Arizona, do you have the time?

I have 45 minutes to sleep in the car. It’s 6:45 am Arizona time but really all that means is it’s 7:45 am anywhere else. I’ve been up since 4:30 am Utah time. That’s 3:30 am Arizona time but the sun came up an hour later across both states. Arizonans slept through it, some Utahans were on the road to see it. Otherwise, I was alone. The only car, the only noise, only human for miles around. The sun was still tucked beneath the ridges of the horizon as I flew across the Kaibab Indian Reservation towards Fredonia. A left turn would take me to Utah, to Kanab, leaping ahead in time. A right turn would keep me in Arizona, heading straight into the north rim of the Grand Canyon, still safe in the early morning hours. 
The haze of dawn is a new mask upon the area I’ve come to know as Cane Beds, AZ. I’ve seen it at 2 am when the moon was my only company, at mid day when the mesas are their reddest, in late morning, in late evening, and at night before the moon rises when it’s so dark it’s disorienting. But once your pupils dialate—oh man—you’ve never seen so many stars. 

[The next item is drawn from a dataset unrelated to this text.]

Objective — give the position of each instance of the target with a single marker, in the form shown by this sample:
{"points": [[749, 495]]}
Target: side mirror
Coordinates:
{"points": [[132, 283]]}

But despite all the before mentioned beauty, the mesas at dawn has been my favorite. With light peaking over the horizon it casts a glow upon the land like a black light. The scrub becomes fluroescent the way the ground at home looks when it’s early and everything is wet with dew. But here the earth is as dry as bone, water is far too precious to cast upon the surface of the leaves like a cloak. The desert vegetation creeps half way up the mesa until the mountain takes a sharp vertical incline. The glow rests around the waist of the mountain and becomes its pleated skirt flowing out around it. The top of the mesa is still jet black against the morning light. The rocks cling to sleep not ready to wake yet. The whole landscape is sleepy and quiet. Jack rabbits and desert mice skip across the path.

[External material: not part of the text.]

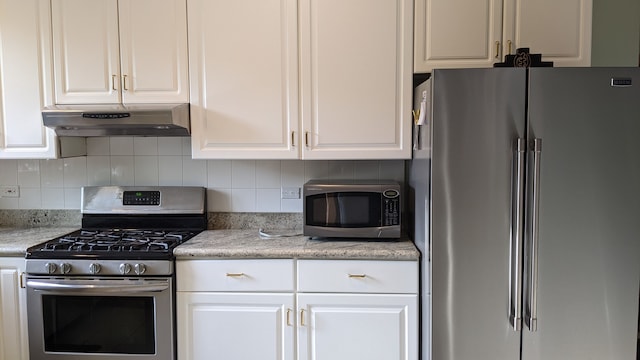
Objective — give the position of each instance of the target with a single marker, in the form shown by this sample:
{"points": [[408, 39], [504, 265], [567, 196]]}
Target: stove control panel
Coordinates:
{"points": [[141, 198], [73, 267]]}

I push toward the Grand Canyon, Arizona time. The landscape shifts again, it flattens out and the mesas turn behind me. As I climb in elevation, the tempartures drop and the world becomes green. There are no more reds and desert browns. Everything is green and dark, snow is on the ground, and the deer are alert and playful. They gather in wide meadows with their graceful necks down sloping towards the ground. Maybe this isn’t Arizona, maybe I fell asleep and headed north. Surely this landscape is more akin to Oregon or Seattle. It is May but I can’t keep warm, the snow skirts around evergreen trees and the edges of the ponds are ringed with ice. But the landscape is alive and moving and it’s comforting to move through it–with it. 

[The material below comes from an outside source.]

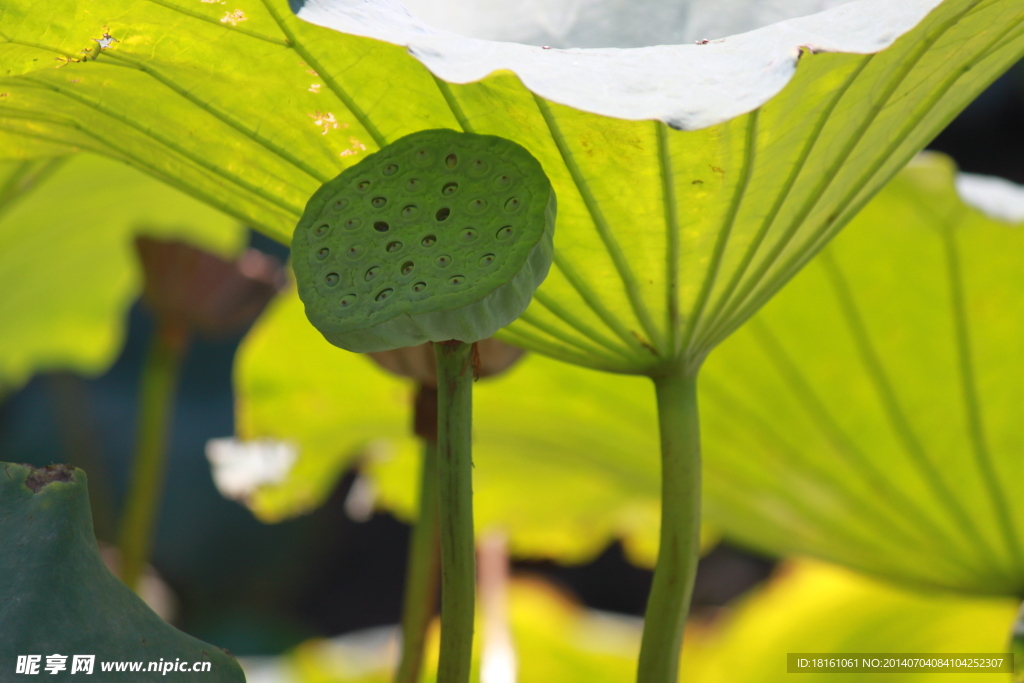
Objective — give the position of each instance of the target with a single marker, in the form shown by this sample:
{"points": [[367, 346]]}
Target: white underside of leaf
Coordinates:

The Grand Canyon National Park doesn’t open until 8:30 am Utah time or 7:30 Arizona time. People say no one uses Arizona time, they don’t use Daylight Savings so half the year they’re an hour behind their neighbors. It seems silly to not use Arizona time while in Arizona but so close to the border of Utah you can easily time travel 3 or 4 times a day. To be honest no one really ever knows what time it is. But the sun comes up hours before I wake, it heats the earth before I step out of bed. The fauna and flora see it everyday before I do. They have the morning to themselves before we, a noisy human group, take it from them. Arizona or Utah time, I can wait. The park will open and I will see the canyon when it does. It’s waiting for me, 7:30 or 8:30 it doesn’t matter, it will be there. 

Me (right) and my sister (left) at the North rim!